El peor de los ricos

El informe no compara a Chile con cualquier país del mundo. Lo hace con las economías más desarrolladas del planeta, un grupo integrado principalmente por naciones europeas, además de Canadá, Japón, Corea del Sur y otros miembros de la OCDE.

En ese contexto, Chile aparece rezagado.

Mientras Países Bajos, Dinamarca y Francia lideran la clasificación, Chile cierra la tabla debido a malos resultados combinados en salud, bienestar emocional y desarrollo de competencias.
La lectura es incómoda para un país que durante décadas ha destacado por su crecimiento económico y que suele presentarse como uno de los casos de éxito de América Latina. El mensaje de UNICEF es claro: el ingreso nacional no garantiza igualdad de oportunidades para niños y adolescentes.

Pero también uno de los mejores del barrio

Sin embargo, si la comparación se amplía a América Latina, la imagen cambia.

De los países latinoamericanos incluidos en el ranking, Chile es superado por Colombia, Uruguay y México en la clasificación general. La región aparece ampliamente representada en la parte baja de la tabla: Costa Rica ocupa el puesto 31, Colombia el 33, Uruguay el 34 y México el 35.

La paradoja es evidente: Chile puede ser el peor evaluado dentro del club de las economías avanzadas, pero sigue formando parte del grupo con mejores indicadores de bienestar infantil en comparación con gran parte de América Latina.

Eso refleja una realidad histórica del país. Chile logró niveles de ingreso, cobertura educativa y acceso a servicios que lo acercaron a los estándares de la OCDE, pero aún mantiene desigualdades internas que se parecen más a las de países de ingresos medios que a las de Europa occidental.

La desigualdad como explicación

El corazón del informe no es el crecimiento económico, sino la desigualdad.

UNICEF concluye que las brechas entre ricos y pobres tienen efectos directos sobre la salud, la satisfacción con la vida y el rendimiento académico de niños y adolescentes.

Los datos muestran que los países más desiguales registran mayores tasas de mortalidad infantil, más obesidad y peores resultados educativos.

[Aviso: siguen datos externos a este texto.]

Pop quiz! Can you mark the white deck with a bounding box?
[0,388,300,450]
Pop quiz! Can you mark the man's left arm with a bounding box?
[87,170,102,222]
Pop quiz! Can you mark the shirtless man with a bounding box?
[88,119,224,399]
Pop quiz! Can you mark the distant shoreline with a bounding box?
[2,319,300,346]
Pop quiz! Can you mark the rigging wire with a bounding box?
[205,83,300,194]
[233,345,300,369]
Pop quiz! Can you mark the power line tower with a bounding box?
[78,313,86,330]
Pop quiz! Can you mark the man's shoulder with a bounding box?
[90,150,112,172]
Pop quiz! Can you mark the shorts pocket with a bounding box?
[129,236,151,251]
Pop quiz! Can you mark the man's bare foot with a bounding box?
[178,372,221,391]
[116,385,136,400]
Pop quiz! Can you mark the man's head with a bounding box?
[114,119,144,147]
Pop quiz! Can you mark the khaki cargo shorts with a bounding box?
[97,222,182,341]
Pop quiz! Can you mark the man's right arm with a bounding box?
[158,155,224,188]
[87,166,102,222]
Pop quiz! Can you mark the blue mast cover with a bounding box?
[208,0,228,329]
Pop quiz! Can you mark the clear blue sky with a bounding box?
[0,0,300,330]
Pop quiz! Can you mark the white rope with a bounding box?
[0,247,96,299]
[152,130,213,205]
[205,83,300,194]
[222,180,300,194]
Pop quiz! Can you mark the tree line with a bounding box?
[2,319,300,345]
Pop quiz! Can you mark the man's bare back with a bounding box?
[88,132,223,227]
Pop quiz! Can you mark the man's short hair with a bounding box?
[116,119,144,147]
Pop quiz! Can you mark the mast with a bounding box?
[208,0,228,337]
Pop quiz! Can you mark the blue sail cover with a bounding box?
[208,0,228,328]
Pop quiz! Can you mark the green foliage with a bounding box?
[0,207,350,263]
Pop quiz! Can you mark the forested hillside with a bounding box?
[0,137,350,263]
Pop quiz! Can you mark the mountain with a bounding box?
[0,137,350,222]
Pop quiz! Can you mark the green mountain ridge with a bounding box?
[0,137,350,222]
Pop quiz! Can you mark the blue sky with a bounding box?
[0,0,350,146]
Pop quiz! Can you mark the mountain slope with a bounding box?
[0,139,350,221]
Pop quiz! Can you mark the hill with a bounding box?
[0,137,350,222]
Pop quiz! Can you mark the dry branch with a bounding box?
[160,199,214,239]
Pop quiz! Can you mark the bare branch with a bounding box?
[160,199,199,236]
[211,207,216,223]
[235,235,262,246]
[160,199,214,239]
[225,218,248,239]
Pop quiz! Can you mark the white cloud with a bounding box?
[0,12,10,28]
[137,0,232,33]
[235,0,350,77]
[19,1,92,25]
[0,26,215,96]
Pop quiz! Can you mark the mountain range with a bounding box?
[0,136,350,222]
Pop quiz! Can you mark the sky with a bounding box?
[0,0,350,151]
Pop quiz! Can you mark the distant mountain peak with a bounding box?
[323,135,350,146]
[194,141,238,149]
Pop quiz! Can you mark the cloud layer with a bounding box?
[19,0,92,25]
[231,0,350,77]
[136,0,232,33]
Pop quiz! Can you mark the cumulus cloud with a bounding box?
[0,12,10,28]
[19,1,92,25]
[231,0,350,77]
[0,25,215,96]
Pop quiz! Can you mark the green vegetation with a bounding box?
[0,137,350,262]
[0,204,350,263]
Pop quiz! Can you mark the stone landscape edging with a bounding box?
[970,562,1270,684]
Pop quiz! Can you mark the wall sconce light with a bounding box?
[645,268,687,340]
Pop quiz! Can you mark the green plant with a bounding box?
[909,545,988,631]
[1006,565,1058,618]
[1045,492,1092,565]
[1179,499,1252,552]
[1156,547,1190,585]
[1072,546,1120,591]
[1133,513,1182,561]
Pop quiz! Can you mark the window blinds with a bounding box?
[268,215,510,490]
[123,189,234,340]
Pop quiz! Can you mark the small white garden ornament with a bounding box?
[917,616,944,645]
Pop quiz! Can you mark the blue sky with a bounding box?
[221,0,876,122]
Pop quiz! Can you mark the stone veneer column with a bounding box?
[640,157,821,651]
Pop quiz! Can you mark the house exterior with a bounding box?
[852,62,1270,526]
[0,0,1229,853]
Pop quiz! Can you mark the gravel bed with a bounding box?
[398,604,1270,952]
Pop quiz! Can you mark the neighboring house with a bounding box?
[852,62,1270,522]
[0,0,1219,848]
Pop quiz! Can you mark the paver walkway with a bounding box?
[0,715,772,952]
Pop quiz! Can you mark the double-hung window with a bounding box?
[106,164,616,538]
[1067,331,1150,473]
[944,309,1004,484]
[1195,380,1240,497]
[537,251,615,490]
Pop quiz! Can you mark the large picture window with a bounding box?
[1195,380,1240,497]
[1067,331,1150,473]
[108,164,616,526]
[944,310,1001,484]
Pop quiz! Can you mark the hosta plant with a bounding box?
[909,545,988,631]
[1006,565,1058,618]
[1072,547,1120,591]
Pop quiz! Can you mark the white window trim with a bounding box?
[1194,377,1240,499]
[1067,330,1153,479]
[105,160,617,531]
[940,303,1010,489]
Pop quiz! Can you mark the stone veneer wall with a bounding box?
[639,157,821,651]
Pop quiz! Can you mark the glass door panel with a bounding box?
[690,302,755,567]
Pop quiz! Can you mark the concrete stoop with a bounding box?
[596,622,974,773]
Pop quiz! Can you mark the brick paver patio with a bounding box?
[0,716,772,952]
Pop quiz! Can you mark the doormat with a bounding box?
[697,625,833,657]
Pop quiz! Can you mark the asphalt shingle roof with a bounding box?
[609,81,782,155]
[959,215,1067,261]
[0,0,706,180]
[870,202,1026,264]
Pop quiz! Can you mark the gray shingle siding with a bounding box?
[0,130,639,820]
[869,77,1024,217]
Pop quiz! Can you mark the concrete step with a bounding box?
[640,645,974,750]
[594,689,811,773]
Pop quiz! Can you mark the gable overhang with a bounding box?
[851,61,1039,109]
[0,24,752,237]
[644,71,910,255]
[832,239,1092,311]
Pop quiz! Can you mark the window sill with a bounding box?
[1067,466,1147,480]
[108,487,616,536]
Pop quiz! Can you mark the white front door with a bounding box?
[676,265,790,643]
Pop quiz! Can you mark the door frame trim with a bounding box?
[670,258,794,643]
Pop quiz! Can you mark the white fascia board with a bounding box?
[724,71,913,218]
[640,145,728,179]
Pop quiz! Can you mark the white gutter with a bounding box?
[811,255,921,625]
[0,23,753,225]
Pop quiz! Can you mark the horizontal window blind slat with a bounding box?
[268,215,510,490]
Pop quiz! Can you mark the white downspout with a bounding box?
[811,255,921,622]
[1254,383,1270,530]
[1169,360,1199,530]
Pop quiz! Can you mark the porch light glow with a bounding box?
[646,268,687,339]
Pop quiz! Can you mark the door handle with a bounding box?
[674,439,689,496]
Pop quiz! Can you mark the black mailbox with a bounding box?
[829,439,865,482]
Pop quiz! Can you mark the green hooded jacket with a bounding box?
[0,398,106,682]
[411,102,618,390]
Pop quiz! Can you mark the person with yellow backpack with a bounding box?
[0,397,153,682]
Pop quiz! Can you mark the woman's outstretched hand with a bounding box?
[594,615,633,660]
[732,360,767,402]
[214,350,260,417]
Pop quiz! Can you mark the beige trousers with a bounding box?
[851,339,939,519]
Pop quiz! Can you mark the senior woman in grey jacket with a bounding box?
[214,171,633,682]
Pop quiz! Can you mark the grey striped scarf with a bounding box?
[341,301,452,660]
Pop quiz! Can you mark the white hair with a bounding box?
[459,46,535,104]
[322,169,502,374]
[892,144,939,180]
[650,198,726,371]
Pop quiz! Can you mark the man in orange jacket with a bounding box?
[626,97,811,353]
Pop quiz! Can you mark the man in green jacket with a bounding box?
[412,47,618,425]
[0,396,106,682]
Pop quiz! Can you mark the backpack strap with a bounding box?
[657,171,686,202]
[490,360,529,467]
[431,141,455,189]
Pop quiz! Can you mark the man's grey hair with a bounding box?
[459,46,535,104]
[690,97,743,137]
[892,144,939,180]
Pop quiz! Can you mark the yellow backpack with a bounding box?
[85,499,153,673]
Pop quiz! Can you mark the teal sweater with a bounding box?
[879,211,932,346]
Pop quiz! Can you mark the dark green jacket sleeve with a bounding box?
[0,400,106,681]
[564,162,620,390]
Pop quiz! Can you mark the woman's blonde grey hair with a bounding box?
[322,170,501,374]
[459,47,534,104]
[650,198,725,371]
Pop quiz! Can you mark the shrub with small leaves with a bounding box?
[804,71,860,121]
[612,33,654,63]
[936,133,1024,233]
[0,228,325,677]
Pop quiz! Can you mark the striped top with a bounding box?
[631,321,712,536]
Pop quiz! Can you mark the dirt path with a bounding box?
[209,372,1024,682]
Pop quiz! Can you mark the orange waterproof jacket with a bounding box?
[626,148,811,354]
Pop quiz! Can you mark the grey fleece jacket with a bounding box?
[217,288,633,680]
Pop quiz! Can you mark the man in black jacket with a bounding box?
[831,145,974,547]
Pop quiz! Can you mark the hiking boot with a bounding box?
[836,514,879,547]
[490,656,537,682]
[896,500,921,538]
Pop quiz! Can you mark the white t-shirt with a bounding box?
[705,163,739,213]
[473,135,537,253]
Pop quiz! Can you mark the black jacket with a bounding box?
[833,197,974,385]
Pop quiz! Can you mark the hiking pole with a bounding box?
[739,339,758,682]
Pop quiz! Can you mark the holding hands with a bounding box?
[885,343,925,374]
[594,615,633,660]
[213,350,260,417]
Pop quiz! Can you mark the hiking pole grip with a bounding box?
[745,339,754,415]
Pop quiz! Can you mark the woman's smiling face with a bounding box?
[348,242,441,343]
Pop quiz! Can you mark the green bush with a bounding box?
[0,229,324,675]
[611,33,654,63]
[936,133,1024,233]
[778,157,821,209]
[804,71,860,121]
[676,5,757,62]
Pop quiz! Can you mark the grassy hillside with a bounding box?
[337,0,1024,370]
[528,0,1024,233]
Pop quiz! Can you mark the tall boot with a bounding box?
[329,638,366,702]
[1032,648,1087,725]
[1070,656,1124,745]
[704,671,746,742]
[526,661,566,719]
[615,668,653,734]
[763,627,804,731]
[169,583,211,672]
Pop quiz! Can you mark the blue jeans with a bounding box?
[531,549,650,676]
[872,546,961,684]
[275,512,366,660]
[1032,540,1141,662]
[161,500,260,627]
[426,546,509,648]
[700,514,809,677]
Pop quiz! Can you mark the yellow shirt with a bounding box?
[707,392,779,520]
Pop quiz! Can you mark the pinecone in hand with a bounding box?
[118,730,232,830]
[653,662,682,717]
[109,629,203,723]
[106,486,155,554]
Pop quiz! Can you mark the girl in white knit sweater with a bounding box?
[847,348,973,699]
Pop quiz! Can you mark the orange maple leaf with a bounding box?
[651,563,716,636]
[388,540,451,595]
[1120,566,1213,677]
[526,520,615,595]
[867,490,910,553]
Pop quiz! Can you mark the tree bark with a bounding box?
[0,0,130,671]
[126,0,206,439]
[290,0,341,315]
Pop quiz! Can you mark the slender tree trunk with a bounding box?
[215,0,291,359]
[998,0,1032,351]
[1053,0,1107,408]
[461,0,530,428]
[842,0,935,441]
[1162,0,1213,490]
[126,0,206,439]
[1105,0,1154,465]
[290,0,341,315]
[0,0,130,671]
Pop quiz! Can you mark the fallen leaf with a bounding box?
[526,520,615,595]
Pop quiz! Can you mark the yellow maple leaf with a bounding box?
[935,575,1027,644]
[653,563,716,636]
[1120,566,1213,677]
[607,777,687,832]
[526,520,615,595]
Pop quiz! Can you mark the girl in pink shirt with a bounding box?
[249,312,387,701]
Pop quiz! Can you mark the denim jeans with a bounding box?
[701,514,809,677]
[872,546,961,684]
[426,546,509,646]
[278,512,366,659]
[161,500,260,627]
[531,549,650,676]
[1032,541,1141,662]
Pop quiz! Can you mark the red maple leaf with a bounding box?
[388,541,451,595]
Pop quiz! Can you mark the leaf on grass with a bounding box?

También existe una diferencia importante en bienestar emocional: mientras el 77% de los adolescentes de familias con mayores ingresos declara estar satisfecho con su vida, la cifra baja al 67% entre quienes pertenecen a hogares más vulnerables.

Las brechas son aún más marcadas en educación. Los adolescentes de familias acomodadas tienen casi el doble de probabilidades de alcanzar competencias básicas en lectura y matemáticas que aquellos provenientes de hogares con menos recursos.

Un llamado de atención para Chile

Más que una condena, el informe funciona como una advertencia.

Chile ya no puede compararse únicamente con sus vecinos. Al ingresar al grupo de economías desarrolladas comenzó a medirse con países que han logrado reducir significativamente las brechas que afectan a la infancia.

La pregunta que plantea UNICEF no es cuánto ha avanzado Chile respecto de América Latina, sino cuánto le falta para ofrecer a todos los niños y adolescentes oportunidades similares, independientemente del barrio donde nacieron o de los ingresos de sus familias.

Porque la principal conclusión del estudio es que la riqueza nacional, por sí sola, no garantiza bienestar infantil. Y en ese indicador, Chile todavía está lejos de parecerse a los países que lideran el ranking.